Elaine Ryan’s pair of color bars offer do-it-yourself designers a safe way to choose matching colors.
Elaine Ryan’s pair of color bars offer do-it-yourself designers a safe way to choose matching colors.

— Designer and author Elaine Ryan challenges some established interior design beliefs in her Elaine Ryan Home Decorating Kit: Everything You Need to Know to Become Your Own Interior Designer ($69.95), which includes a 158-page guidebook, two fan sets of color samples, a grid board and reusable furniture shaped stickers for creating floor plans, a booklet about designing a child’s bedroom and another in which Ryan questions popular design beliefs. Such as: Myth: Rooms should “flow.” Ryan: Rivers must flow. Your home is not a river. Treat each room individually, using different colors in each to create different moods, using colors that complement each other.

Myth: Homes should follow a theme.

Ryan: A home that follows a theme looks self-conscious and contrived. Ryan suggests avoiding that pitfall by mixing and matching periods and styles, patterns and furnishings.

Myth: Foyers are “not that important.” Ryan: Foyers are the introduction to your home. For that reason they’re very important.

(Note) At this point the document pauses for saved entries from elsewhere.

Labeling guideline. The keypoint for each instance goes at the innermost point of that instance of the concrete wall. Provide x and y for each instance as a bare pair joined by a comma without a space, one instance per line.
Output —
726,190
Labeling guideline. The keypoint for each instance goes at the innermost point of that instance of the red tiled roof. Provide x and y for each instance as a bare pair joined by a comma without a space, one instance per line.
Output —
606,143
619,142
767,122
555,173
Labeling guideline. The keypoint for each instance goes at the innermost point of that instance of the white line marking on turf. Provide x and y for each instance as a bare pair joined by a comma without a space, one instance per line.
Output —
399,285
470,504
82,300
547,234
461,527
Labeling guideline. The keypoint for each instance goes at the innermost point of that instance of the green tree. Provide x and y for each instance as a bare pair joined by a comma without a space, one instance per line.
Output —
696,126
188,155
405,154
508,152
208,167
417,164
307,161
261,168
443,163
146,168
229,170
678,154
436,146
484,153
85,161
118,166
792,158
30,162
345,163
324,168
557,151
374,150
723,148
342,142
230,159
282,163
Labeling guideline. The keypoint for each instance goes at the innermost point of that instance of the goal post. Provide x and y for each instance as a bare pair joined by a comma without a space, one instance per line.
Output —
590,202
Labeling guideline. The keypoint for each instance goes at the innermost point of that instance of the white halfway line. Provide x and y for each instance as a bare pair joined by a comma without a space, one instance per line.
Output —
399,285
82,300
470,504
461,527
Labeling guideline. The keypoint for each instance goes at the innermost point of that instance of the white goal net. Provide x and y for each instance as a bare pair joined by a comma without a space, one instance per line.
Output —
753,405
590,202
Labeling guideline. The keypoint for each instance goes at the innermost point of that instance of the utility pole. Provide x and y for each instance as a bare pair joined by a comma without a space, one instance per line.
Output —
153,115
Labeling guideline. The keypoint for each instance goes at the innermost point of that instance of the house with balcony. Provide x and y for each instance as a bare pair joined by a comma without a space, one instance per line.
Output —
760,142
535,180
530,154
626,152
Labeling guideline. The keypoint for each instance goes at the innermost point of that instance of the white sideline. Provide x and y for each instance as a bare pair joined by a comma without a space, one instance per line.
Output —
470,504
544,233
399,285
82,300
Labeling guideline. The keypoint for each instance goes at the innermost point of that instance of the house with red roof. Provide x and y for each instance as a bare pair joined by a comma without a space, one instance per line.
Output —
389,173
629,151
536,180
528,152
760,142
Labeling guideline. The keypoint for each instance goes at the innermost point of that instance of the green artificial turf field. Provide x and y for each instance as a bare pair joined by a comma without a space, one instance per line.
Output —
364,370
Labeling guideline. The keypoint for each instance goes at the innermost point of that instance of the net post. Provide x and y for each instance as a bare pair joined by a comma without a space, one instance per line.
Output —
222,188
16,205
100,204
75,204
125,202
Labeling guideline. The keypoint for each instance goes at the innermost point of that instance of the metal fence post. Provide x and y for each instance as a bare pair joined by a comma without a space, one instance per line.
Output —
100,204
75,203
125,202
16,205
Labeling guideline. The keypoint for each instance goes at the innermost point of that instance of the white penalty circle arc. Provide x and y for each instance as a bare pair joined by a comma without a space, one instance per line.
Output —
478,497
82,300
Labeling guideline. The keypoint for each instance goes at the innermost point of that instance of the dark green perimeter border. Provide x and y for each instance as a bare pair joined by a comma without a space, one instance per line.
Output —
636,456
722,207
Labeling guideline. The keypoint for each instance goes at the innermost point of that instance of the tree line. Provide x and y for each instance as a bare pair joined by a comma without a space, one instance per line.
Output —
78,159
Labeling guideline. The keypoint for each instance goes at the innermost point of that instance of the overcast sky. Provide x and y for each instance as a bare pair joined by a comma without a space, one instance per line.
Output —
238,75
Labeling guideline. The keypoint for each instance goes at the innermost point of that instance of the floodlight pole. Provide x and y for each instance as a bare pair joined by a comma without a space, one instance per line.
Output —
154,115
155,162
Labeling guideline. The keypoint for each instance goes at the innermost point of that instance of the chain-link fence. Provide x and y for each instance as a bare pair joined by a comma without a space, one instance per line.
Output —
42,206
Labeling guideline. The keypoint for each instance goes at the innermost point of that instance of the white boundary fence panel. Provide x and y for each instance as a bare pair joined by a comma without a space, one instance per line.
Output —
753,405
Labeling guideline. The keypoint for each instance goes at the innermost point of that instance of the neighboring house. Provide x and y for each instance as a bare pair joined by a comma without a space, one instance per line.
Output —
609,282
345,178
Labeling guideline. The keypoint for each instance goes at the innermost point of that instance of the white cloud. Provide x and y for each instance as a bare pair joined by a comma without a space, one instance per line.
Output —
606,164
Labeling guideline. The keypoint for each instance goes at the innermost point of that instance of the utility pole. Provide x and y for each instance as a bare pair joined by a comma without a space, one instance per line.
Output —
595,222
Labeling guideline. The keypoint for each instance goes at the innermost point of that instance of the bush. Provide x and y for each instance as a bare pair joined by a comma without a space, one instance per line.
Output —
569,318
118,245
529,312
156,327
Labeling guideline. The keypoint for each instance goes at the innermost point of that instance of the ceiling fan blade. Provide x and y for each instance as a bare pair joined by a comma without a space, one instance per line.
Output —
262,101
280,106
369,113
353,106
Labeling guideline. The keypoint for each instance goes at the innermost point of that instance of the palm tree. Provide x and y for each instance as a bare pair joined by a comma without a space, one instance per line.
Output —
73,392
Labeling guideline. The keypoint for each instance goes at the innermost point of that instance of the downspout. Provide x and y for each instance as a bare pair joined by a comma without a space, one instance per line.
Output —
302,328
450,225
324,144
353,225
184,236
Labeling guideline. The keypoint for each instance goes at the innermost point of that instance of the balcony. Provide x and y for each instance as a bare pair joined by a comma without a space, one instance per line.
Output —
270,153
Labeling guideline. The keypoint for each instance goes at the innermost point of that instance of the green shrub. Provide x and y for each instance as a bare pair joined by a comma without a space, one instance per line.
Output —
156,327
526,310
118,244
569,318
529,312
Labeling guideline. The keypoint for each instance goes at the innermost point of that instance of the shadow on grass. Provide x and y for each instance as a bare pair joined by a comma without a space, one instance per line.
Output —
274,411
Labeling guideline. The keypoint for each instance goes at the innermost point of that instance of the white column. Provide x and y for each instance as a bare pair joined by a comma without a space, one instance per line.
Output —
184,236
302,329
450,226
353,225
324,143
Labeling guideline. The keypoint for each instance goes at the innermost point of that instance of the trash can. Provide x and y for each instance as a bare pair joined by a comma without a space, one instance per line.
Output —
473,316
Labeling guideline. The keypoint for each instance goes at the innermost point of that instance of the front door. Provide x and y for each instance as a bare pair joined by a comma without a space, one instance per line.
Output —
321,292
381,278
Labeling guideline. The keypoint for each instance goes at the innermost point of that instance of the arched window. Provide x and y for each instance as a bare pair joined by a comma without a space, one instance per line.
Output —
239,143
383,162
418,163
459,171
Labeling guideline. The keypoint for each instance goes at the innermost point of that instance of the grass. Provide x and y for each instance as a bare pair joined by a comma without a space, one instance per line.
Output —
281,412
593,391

In choosing colors for the foyer, select a softer tone of the primary color being used in the next room. Softer colors are more welcoming and especially attractive, Ryan says.

Myth: A black-and-white color scheme is hard to live with.

Ryan: Using black and white together is beautiful.

Adding a third color as an accent in the room takes the edge off the starkness of the black and white and makes the trio of colors pop and the room surprisingly inviting, Ryan says.

Myth: Ceilings must be white or much lighter in color than the walls.

Ryan: Light reflected from the ceiling is insignificant.

The white ceiling doesn’t offer the room any additional life and it only serves to draw the eye away from the room and decor and upward instead, Ryan says. She suggests painting the walls and ceiling the same color, which, she says, will actually make the room feel larger because there’s no visual division between the two.

Myth: Only big is beautiful.

Ryan: Small is also attractive.

Deep-toned rich colors will turn a small space into a charming room. If a patterned fabric is desired, selecting one with a background in a rich jewel tone, limiting the pattern repeat to no more than 27 inches wide, and holding the number of solid colors to two will keep the room’s decor from becoming overwhelming.

Adapted from Myths, Truths, and Tips: Secrets Interior Designers Do Not Want You to Know, part of the Elaine Ryan Home Decorating Kit.